Wartime Strobe: 1939 – 1945

In the summer of 1939, Major George W. Goddard of the Army’s photographic laboratory at Wright Field (now Wright-Patterson Air Force Base) paid a call on Edgerton and his colleagues at the Strobe Lab. Goddard had been a pilot in the World War I and knew first-hand the value-and limitations of – aerial photography using flash bombs. He asked Edgerton if a strobe lamp could be built that would be powerful enough to take photographs at night from the height of one mile.

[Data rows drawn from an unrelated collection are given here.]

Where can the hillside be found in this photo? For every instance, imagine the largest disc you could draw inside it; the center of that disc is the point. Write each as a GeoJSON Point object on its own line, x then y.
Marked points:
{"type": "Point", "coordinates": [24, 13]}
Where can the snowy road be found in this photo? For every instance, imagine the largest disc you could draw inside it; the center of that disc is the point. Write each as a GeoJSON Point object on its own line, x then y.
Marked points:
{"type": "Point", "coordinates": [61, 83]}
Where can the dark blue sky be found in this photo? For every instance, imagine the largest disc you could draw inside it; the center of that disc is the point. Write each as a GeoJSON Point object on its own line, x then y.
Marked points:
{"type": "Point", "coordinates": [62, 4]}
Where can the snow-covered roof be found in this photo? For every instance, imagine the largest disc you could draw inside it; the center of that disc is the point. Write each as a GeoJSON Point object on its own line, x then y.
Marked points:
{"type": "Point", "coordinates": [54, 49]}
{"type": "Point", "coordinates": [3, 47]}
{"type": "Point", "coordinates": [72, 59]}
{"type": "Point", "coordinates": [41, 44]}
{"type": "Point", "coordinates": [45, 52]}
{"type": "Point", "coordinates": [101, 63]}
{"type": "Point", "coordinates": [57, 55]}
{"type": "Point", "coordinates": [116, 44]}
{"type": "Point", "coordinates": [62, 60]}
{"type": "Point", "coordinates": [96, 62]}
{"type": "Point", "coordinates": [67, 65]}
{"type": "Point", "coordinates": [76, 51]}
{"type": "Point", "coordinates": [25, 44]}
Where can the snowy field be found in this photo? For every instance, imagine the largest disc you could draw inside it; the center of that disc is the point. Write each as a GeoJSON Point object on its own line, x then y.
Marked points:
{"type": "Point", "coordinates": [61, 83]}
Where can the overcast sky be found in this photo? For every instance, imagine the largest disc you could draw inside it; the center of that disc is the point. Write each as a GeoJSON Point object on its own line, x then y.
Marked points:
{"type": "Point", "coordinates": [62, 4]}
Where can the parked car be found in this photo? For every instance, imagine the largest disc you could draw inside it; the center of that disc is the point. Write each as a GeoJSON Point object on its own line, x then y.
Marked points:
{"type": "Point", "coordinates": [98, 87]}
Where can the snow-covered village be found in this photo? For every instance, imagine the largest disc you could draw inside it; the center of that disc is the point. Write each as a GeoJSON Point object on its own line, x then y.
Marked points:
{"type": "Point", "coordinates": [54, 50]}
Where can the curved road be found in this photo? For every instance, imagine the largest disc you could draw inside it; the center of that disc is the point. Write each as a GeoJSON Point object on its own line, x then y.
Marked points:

Doc rose to the challenge with his usual “let’s invent a way to do it” spirit, but immediately saw two problems: such equipment would weigh several tons and the huge flash tubes required probably would blow up on use. But Goddard knew that larger planes that could handle the weight were on the drawing board, so Edgerton went to work perfecting his quartz flash lamps. In April 1941, the first experimental unit-camera, capacitors, flash tube, and reflector was mounted in the bomb bay of a B-18 and tested over Boston. Further tests showed that the system worked well, but one significant problem still needed to be solved. Edgerton’s equipment took great nighttime photographs, but they often were not of the target area. Night navigation was difficult, especially over blacked-out enemy territory. So nighttime aerial photography did not find widespread use until late 1943, when it was coupled with radar.

Everything was in place, then, for the system’s most famous test. On the evening of June 5, 1944, the nighttime reconnaissance planes took off for Normandy. They were followed shortly by a flying army in C-47s, headed for the invasion of France. Photographs of the quiet nighttime landscape revealed that the enemy force would be taken completely by surprise. The nighttime aerial reconnaissance photography system developed by Edgerton and his colleagues at MIT, in industry, and in the military, was used throughout the war. It provided information that could be obtained in no other way.